Rwanda : agriculture, la main (verte) de Pékin
Pour optimiser la productivité, l’accent est mis sur la recherche et la formation. Reportage à Rubona (Sud), où un centre sino-rwandais de démonstration des techniques agricoles vient d’être inauguré.
Rwanda : l’âge de raison
Dans l’avion qui l’a fait venir de Chine, il n’était pas le seul à s’expatrier en Afrique. Chefs de chantier, géologues, ingénieurs des mines ou du pétrole… À elle seule, la liste des passagers aurait pu témoigner de l’intérêt de Pékin pour les ressources du continent. Mais depuis son arrivée à Kigali, Lin Zhansen ne sonde pas les entrailles des collines à la recherche d’hydrocarbures – à l’exception du gaz piégé dans le lac Kivu, qui n’a pas retenu l’attention des Chinois, personne n’en a jamais découvert au Rwanda. Lui passe son temps à arpenter les rizières et autres plantations dans une petite vallée de la région de Huye (anciennement Butare, Sud). L’or dont il est venu faciliter l’extraction n’est donc pas noir, mais vert. Le secteur n’en est pas moins stratégique : plus de 75 % des Rwandais dépendent de l’agriculture, qui représente plus de 60 % des exportations du pays.
Pékin a mis le prix pour lui permettre de remplir cette mission : son salaire et ceux de onze de ses collaborateurs sont payés par le gouvernement chinois pendant trois ans.

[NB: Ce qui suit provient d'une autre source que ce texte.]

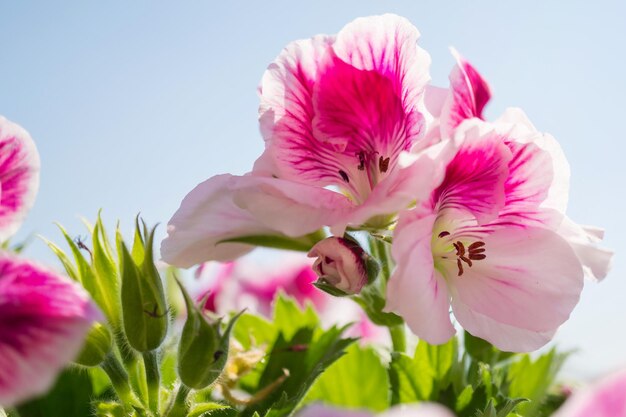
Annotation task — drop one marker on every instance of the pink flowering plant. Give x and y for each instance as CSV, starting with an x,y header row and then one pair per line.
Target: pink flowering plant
x,y
426,256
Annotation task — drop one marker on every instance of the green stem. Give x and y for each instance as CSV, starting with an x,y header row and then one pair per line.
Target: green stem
x,y
398,338
178,407
119,379
381,251
153,378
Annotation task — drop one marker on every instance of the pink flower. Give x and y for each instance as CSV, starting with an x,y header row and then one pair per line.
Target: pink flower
x,y
487,243
605,399
19,176
466,98
410,410
44,319
337,113
340,264
254,284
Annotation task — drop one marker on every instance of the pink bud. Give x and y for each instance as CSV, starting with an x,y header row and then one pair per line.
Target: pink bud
x,y
341,265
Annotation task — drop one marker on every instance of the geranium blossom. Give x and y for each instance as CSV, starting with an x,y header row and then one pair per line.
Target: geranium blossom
x,y
607,398
19,176
337,113
254,285
466,98
408,410
486,242
44,318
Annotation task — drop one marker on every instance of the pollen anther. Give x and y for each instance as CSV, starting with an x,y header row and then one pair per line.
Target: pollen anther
x,y
474,252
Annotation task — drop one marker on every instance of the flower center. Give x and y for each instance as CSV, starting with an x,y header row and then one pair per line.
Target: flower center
x,y
362,172
447,248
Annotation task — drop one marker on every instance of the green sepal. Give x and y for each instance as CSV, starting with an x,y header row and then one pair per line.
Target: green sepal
x,y
202,351
483,351
102,288
300,244
145,312
97,345
322,284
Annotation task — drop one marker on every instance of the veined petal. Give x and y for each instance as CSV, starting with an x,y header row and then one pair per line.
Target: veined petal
x,y
291,208
207,216
416,175
530,279
339,112
43,322
475,178
387,45
368,93
286,112
469,93
503,336
416,290
596,260
540,172
19,176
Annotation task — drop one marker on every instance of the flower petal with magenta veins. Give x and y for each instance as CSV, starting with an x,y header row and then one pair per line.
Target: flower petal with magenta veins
x,y
475,178
530,279
44,318
19,176
417,291
468,95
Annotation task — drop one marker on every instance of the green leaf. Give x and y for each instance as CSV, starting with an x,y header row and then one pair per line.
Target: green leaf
x,y
301,244
97,345
373,303
109,409
299,346
532,379
289,318
205,409
439,358
202,351
72,384
483,351
410,380
357,380
106,298
464,399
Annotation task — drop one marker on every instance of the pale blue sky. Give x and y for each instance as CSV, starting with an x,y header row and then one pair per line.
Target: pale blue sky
x,y
133,103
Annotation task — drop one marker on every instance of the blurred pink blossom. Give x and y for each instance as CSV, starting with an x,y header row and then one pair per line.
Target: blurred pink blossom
x,y
253,284
606,398
19,176
44,319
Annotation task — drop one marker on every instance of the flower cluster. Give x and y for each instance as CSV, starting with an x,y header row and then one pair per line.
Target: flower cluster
x,y
357,139
44,317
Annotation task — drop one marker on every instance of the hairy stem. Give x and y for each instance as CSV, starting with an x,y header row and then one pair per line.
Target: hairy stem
x,y
153,379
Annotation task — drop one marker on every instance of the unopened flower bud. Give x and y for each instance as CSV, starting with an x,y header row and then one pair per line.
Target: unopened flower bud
x,y
203,348
97,346
145,311
343,266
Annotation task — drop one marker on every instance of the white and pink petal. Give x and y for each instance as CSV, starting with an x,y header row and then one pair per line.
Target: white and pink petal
x,y
475,178
19,176
207,216
530,279
416,290
468,95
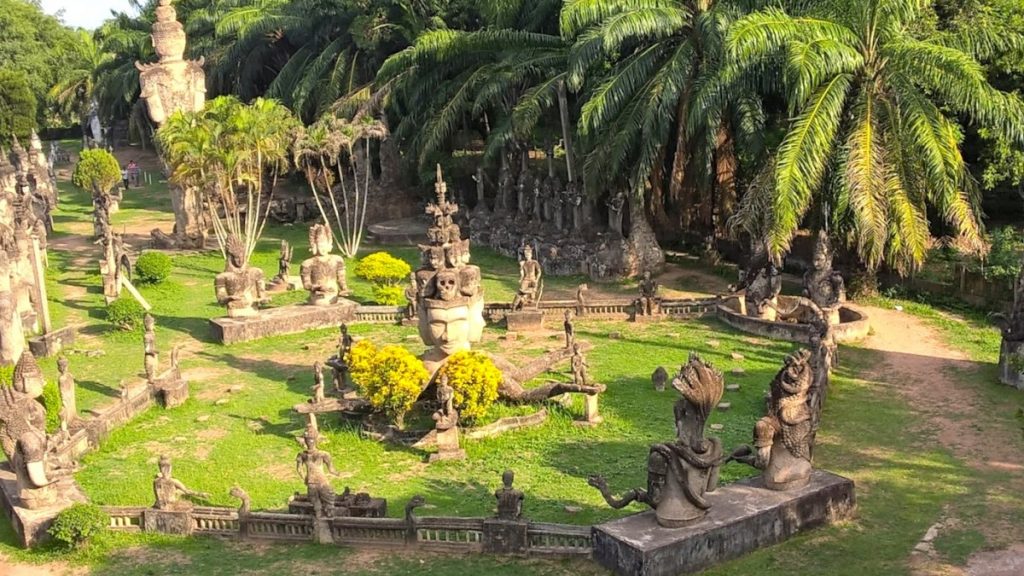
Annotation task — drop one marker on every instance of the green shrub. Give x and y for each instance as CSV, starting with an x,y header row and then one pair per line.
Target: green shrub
x,y
389,295
390,378
474,380
78,524
125,313
96,171
381,269
50,399
153,268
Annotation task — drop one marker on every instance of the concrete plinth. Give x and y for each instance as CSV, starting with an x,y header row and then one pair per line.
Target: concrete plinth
x,y
46,345
743,517
524,321
31,525
284,320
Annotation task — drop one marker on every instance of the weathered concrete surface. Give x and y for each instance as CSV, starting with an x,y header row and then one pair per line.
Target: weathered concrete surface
x,y
1012,364
31,526
284,320
743,517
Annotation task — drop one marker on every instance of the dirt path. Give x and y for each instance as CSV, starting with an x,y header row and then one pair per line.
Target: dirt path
x,y
934,378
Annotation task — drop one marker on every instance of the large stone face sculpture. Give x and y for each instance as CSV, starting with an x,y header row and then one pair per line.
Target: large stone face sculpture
x,y
240,287
680,472
451,297
782,439
324,274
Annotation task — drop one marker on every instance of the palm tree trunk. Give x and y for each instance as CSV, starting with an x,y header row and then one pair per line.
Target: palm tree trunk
x,y
563,113
725,179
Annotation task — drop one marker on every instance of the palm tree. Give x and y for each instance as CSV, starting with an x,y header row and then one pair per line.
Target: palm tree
x,y
76,91
872,140
657,104
226,152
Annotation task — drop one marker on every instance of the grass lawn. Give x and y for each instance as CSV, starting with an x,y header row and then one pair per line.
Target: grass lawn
x,y
221,438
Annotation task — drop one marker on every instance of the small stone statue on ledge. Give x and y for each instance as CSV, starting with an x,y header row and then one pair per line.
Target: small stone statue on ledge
x,y
324,274
782,438
680,472
167,488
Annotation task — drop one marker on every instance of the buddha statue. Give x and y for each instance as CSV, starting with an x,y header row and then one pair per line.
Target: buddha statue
x,y
240,287
324,274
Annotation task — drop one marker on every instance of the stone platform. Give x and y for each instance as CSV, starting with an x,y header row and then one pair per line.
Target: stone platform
x,y
31,526
284,320
743,517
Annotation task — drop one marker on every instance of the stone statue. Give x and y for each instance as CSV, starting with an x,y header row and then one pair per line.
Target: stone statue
x,y
152,359
648,303
313,465
317,383
615,204
446,416
821,284
782,438
579,366
680,472
66,382
412,295
284,263
324,274
509,499
450,300
569,329
172,84
166,489
240,287
530,286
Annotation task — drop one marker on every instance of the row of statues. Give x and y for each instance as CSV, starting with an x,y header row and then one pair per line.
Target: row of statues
x,y
681,472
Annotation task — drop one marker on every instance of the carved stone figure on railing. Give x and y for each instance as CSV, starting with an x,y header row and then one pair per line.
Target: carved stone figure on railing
x,y
313,465
530,286
445,416
318,397
66,382
680,472
782,438
451,297
240,287
284,264
615,205
167,490
821,284
509,499
324,274
648,303
152,358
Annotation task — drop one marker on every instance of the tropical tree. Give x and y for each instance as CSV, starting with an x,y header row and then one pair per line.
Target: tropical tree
x,y
232,154
504,78
872,139
330,153
76,90
657,105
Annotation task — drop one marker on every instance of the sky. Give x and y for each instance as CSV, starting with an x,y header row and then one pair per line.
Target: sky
x,y
84,13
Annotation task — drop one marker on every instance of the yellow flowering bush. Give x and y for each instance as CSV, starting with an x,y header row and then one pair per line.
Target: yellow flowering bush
x,y
390,378
474,379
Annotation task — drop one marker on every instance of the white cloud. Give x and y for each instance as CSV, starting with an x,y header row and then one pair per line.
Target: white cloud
x,y
85,13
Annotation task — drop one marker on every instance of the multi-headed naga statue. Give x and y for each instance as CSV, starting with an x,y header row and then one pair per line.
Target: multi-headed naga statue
x,y
782,439
680,472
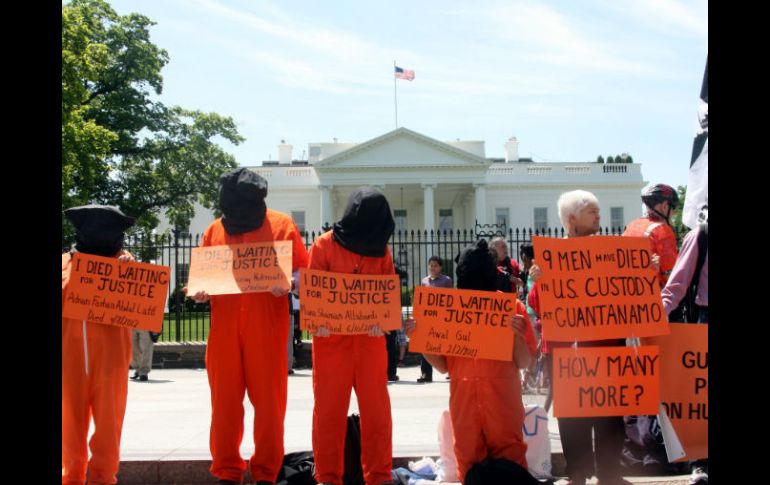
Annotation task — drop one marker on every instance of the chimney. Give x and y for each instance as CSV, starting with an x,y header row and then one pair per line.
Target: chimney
x,y
511,150
284,152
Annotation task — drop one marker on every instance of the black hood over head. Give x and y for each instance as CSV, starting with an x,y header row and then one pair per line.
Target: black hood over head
x,y
367,223
99,229
477,268
242,200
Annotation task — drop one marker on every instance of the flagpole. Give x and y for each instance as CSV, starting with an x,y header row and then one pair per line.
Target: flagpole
x,y
395,92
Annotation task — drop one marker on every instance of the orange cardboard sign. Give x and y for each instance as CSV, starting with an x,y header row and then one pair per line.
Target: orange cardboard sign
x,y
240,268
349,304
598,287
684,385
605,381
463,323
124,294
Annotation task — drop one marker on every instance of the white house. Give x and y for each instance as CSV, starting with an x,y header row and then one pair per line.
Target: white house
x,y
432,184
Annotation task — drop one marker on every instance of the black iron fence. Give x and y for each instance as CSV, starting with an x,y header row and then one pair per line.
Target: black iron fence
x,y
186,321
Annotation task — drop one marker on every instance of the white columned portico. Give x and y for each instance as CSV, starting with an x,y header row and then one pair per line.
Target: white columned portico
x,y
481,203
429,211
327,211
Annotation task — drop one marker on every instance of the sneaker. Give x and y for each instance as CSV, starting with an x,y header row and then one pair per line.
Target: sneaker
x,y
699,477
614,481
576,481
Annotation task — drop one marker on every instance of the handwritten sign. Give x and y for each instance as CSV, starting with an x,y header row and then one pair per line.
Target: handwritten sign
x,y
598,287
240,268
463,323
684,385
104,290
606,381
349,304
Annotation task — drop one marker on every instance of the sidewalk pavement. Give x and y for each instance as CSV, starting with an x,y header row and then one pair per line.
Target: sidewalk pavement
x,y
166,428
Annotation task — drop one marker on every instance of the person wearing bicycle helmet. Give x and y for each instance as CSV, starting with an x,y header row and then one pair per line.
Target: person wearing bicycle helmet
x,y
661,200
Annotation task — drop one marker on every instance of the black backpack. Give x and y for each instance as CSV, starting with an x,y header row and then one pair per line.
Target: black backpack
x,y
298,469
687,311
354,473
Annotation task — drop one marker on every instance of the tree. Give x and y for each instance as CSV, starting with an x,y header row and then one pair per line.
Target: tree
x,y
119,146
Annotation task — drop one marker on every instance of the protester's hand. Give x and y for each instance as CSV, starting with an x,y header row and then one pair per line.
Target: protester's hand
x,y
126,257
278,291
655,260
518,325
535,273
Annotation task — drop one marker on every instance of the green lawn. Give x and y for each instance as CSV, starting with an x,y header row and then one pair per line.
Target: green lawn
x,y
193,327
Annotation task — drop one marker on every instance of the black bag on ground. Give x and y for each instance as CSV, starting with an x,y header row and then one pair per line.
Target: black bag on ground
x,y
354,473
499,472
643,448
298,469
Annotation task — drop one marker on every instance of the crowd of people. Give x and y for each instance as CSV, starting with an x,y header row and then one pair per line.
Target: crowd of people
x,y
247,352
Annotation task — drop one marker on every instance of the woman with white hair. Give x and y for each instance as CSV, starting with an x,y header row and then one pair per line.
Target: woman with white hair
x,y
579,214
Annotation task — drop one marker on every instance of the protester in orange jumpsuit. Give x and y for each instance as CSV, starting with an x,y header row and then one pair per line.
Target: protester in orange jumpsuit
x,y
485,395
660,201
95,360
247,345
356,245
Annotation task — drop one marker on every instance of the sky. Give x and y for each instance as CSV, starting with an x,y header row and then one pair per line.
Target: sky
x,y
570,80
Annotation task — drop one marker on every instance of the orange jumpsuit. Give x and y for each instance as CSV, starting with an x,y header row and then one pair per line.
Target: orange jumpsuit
x,y
663,241
486,407
95,360
345,362
247,351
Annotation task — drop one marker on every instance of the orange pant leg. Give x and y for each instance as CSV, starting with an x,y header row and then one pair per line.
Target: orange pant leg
x,y
75,408
224,367
333,375
371,385
465,410
109,354
265,359
503,419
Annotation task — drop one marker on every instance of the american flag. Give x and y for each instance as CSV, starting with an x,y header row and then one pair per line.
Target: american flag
x,y
404,74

Il s’agit de gérer le Centre sino-rwandais de démonstration des techniques agricoles de Rubona, officiellement inauguré par le Premier ministre, Pierre-Damien Habumuremyi, le 24 avril. Le coût de ce centre, près de 5 millions d’euros, a lui aussi été financé par la Chine. L’objectif est double : améliorer les techniques agricoles par de la recherche sur le terrain et les enseigner aux agriculteurs locaux.
Pour remplir leur première mission, les agronomes chinois n’ont pas perdu de temps : les roseaux, plantés pour abriter du soleil les cultures de champignons, dépassent déjà les 4 m de haut, et les plants de riz (de variété chinoise) irrigués sont à maturité. Des dizaines de variétés doivent encore être testées pour déterminer celle qui donnera les meilleurs rendements au pied des collines. « Je suis très content d’eux, assure Louis Butare, directeur régional de l’Office rwandais de l’agriculture (Rwanda Agriculture Board). Avant même la fin de la construction du centre, ils s’étaient déjà mis au travail pour que tout soit en place. »
Peinture fraîche
La transmission des connaissances, elle, est moins efficace. Le centre, désespérément vide en cette matinée de mai, sent la peinture fraîche comme au premier jour. Si les outils utilisés pour la récolte du riz n’étaient pas maculés de terre (ils sont prêtés aux paysans du voisinage), on pourrait même douter de l’utilité du lieu. Un peu plus d’un an après son ouverture officieuse, en avril 2011, quelque 400 Rwandais sont venus apprendre à faire pousser des champignons, construire des terrasses qui retiennent sols et eau (un problème majeur sur les collines)… On est encore loin de l’objectif de 600 techniciens et 3 000 agriculteurs formés en trois ans.
Très à cheval sur la maîtrise de son budget, Kigali accorde un soutien souvent parcimonieux aux projets de développement qu’il ne maîtrise pas pleinement. Ainsi, les logements que le Rwanda devait construire pour héberger les agriculteurs le temps des formations (de trois à cinq jours pour les plus courtes) ne sont pas encore sortis de terre. « Je n’ai le budget que pour faire venir entre 200 et 300 personnes tous les six mois, indique Louis Butare. Mais je peux payer le transport aux experts chinois pour qu’ils aillent enseigner leurs techniques dans les villages », ajoute-t-il, évoquant la méthode habituellement employée par le ministère de l’Agriculture. Le centre de démonstration sino-rwandais de Rubona, lui, pourrait bien sentir la peinture encore longtemps.